This talk presents an experimental investigation into whether we can bypass chunking entirely by extracting token-level relevance directly from dense embedding models. The core insight is simple, by preventing the embedding pooling step and computing cosine similarity between every query token and document token, we can generate relevance heatmaps that highlight exactly which spans matter for a given query, from which we can extract relevant text spans.

The session will walk through the complete pipeline:

  • Extracting token-level embeddings from the last hidden layer of dense embedding models (specifically Qwen3-Embedding-0.6B)
  • Computing relevance matrices via normalized dot products between query and document token vectors
  • Collapsing multi-token query representations into per-document-token scores
  • Designing a clustering algorithm that identifies relevance peaks, groups nearby high-scoring tokens, and extends matches to semantic boundaries
  • Comparing results against purpose-built late-interaction models (ColBERT variants, Jina Embeddings v4)
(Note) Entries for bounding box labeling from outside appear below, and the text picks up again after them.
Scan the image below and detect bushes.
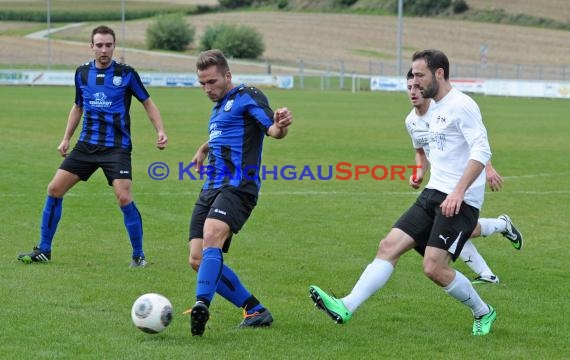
[200,24,265,59]
[146,14,195,51]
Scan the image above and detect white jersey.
[406,88,491,209]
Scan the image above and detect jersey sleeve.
[73,68,83,107]
[458,98,491,165]
[242,87,273,130]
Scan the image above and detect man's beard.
[422,77,439,99]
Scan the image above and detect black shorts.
[189,187,257,252]
[59,141,132,186]
[394,189,479,261]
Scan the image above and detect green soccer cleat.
[473,304,497,335]
[309,285,352,324]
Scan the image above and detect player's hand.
[190,145,208,172]
[485,166,503,191]
[439,192,464,217]
[273,107,293,128]
[156,132,168,150]
[57,139,69,157]
[409,170,424,189]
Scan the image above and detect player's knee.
[117,193,133,207]
[47,181,65,198]
[378,237,399,260]
[423,259,441,283]
[189,255,202,272]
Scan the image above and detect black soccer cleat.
[18,246,51,264]
[238,309,273,329]
[190,301,210,336]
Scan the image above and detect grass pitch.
[0,87,570,359]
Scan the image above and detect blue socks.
[216,265,265,314]
[38,195,63,252]
[196,248,224,306]
[196,255,265,314]
[121,201,144,257]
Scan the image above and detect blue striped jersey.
[75,60,150,150]
[203,84,273,195]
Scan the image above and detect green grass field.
[0,87,570,359]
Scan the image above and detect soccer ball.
[131,293,172,334]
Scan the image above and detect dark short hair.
[91,25,115,44]
[412,49,449,80]
[196,49,230,74]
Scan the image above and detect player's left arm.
[485,160,503,191]
[267,107,293,139]
[142,97,168,150]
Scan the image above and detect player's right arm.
[57,104,83,157]
[485,160,503,191]
[191,141,210,171]
[410,148,429,189]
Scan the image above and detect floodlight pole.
[47,0,51,70]
[121,0,126,62]
[396,0,404,76]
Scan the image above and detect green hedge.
[0,5,217,23]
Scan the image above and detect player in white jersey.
[405,69,523,284]
[309,50,497,335]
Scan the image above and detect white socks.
[443,270,489,317]
[479,218,507,236]
[459,240,494,276]
[341,259,394,312]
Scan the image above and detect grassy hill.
[0,0,570,78]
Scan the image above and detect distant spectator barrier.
[370,76,570,99]
[0,70,294,89]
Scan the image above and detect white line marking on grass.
[4,190,570,200]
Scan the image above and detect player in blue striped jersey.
[188,50,293,336]
[18,26,168,267]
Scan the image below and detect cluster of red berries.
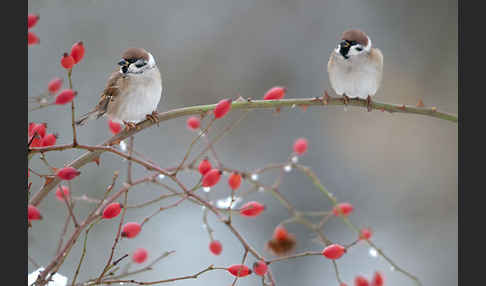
[27,205,42,222]
[227,261,268,277]
[61,41,85,70]
[27,14,40,46]
[28,122,58,147]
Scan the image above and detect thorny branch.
[28,93,457,285]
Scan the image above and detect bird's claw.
[343,94,349,105]
[366,95,372,112]
[123,121,137,131]
[145,111,160,126]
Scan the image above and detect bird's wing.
[370,48,383,86]
[96,70,125,118]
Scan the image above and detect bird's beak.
[118,59,130,67]
[339,41,351,59]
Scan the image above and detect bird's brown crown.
[122,48,149,61]
[341,29,368,47]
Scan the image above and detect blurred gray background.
[28,0,458,285]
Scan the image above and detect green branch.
[28,97,457,205]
The experimental results reveal that the extracted spans show strong F1 scores when evaluated against ground truth answers in test documents. And the comparison between models shows that, despite being trained for pooled sentence embeddings, Qwen3’s token-level representations outperform ColBERT-style models specifically designed for multi-vector matching.

However, the approach surfaces two major challenges: storage requirements balloon by roughly 900× compared to traditional chunking and the model’s decoder-only architecture creates attention patterns that bias relevance toward document endings.

This is explicitly experimental work shared in the spirit of exploring new directions, not presenting a production solution. The goal is to spark discussion about whether the chunking paradigm is a necessary constraint or an artifact of current tooling, what modifications to model training or inference could make span-level retrieval practical at scale, and the parallelism between this approach and promising knowledge graph retrieval strategies.